The U.S. Constitution has 27 amendments; each was proposed by Congress and ratified by the states.
However, the Constitution sets forth another procedure, never before used, for amending the Constitution. At the request of two thirds of the states, a constitutional convention would be held, at which amendments could be proposed. Any proposals would become part of the Constitution if three fourths of the states ratified them, either at state conventions or in the state legislatures.
Currently, 27 of the needed 34 states have petitioned Congress for a constitutional convention, for the ostensible purpose of writing a balanced-budget amendment (BBA).
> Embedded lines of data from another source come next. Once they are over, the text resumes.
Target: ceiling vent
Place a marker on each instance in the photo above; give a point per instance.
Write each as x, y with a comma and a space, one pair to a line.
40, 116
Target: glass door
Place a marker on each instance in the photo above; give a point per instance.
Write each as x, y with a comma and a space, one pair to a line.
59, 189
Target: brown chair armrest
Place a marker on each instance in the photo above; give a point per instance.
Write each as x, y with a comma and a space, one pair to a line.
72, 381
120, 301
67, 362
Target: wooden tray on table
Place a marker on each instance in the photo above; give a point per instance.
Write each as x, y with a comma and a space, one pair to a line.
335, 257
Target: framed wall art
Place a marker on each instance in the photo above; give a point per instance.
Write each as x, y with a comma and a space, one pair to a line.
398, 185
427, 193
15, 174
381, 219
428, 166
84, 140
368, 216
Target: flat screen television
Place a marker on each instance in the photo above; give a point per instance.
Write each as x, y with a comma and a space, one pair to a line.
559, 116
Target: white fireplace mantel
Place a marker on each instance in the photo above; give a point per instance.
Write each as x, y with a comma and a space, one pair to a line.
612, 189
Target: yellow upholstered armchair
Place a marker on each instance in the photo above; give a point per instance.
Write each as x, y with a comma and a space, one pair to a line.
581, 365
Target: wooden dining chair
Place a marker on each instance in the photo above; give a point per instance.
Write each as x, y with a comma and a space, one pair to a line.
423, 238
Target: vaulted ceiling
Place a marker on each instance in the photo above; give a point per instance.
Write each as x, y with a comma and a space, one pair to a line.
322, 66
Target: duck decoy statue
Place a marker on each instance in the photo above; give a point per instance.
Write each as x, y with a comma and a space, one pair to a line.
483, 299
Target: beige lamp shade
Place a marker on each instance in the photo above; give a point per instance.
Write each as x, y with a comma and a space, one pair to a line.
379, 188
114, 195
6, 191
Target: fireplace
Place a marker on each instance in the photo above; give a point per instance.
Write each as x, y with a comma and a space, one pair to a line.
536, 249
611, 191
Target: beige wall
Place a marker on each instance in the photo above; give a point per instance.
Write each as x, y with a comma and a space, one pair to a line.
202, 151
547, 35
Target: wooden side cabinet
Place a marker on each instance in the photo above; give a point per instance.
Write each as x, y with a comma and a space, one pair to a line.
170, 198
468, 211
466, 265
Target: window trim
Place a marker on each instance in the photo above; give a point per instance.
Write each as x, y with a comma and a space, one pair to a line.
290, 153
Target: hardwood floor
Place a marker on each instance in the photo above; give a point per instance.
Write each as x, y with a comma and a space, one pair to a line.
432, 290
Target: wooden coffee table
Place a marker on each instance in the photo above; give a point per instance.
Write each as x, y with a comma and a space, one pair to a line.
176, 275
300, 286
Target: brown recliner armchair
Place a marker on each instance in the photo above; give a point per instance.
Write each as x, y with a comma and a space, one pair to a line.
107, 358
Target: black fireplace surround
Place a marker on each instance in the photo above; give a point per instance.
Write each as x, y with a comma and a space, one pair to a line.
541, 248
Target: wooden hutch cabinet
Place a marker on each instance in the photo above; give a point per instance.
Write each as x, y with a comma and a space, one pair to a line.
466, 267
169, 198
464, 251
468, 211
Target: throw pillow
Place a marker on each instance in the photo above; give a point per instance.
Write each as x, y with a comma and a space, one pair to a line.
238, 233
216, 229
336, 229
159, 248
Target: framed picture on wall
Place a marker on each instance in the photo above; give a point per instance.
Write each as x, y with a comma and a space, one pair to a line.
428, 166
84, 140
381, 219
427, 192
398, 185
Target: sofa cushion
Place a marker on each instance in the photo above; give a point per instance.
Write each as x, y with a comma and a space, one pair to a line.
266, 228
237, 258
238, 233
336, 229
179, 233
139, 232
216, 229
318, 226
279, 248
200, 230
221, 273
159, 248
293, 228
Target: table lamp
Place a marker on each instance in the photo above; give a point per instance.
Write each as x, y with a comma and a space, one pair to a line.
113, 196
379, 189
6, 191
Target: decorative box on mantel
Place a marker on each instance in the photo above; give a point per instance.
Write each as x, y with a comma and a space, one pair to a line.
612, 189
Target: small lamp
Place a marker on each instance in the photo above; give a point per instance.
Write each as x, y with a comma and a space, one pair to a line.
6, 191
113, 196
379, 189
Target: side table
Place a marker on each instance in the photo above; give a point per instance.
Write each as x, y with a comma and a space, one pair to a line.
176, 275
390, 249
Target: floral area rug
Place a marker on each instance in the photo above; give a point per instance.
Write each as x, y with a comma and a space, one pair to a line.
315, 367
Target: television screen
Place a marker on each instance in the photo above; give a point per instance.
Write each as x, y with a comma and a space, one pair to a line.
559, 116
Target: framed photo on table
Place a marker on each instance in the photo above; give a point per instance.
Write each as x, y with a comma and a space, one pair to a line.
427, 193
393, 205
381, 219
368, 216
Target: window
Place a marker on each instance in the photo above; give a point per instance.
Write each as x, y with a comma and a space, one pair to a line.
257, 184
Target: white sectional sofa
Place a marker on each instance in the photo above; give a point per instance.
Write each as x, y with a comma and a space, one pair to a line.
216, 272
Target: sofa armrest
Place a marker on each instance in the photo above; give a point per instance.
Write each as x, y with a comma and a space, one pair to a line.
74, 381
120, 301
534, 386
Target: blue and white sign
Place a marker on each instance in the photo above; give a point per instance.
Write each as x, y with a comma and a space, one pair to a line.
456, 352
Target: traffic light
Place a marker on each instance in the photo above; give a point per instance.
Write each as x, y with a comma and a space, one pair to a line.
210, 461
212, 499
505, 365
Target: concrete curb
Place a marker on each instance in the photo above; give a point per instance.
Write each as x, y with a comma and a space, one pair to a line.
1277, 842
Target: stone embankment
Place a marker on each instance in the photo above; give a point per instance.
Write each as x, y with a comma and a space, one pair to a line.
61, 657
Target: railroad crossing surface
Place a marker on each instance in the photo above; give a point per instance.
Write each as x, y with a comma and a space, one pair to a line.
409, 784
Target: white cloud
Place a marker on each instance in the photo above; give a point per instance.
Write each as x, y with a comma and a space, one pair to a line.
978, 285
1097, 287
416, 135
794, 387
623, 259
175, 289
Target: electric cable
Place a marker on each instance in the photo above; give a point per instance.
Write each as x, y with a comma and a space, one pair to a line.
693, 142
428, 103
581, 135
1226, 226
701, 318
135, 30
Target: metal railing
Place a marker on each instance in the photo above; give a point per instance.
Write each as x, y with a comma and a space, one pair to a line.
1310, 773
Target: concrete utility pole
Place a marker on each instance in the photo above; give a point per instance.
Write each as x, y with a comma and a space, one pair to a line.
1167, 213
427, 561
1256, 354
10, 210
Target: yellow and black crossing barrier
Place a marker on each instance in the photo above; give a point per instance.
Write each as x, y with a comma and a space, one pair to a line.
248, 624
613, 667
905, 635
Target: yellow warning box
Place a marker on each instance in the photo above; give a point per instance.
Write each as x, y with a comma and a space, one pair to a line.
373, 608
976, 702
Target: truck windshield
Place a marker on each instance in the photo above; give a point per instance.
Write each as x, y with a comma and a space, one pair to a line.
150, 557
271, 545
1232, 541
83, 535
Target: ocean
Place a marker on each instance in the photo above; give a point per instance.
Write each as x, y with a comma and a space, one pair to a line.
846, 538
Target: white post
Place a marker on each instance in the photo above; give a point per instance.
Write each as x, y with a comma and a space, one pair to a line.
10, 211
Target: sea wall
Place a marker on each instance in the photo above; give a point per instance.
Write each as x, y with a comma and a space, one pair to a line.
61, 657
However, the convention might propose other changes in addition or instead of a BBA—even a total rewrite of the Constitution—if 38 states agreed, the changes would become law.
In November, legislators from 30 states met in Salt Lake City to discuss the matter.
(Score: 0) by Anonymous Coward on Friday December 11 2015, @10:53PM
The Constitution describes the Supreme court as an appellate court (the last in a line of such courts).
It definitely is NOT a legislature and NOT empowered to -create- laws.
WRT to SCOTUS' rejection of the dastardly Trail of Tears program, Andrew Jackson famously said "John Marshall has made his decision; now let him enforce it."
In addition, an appellate court rules on **the case at hand**.
While SCOTUS often joins together similar cases, those who are not party to the lawsuit are not bound by the decision.
(The power that the courts have is "precedent": the realization that if someone else does the -same- type of thing and are sued, it's likely that that decision will -also- go the same way--and will waste a bunch of cash on lawyers.)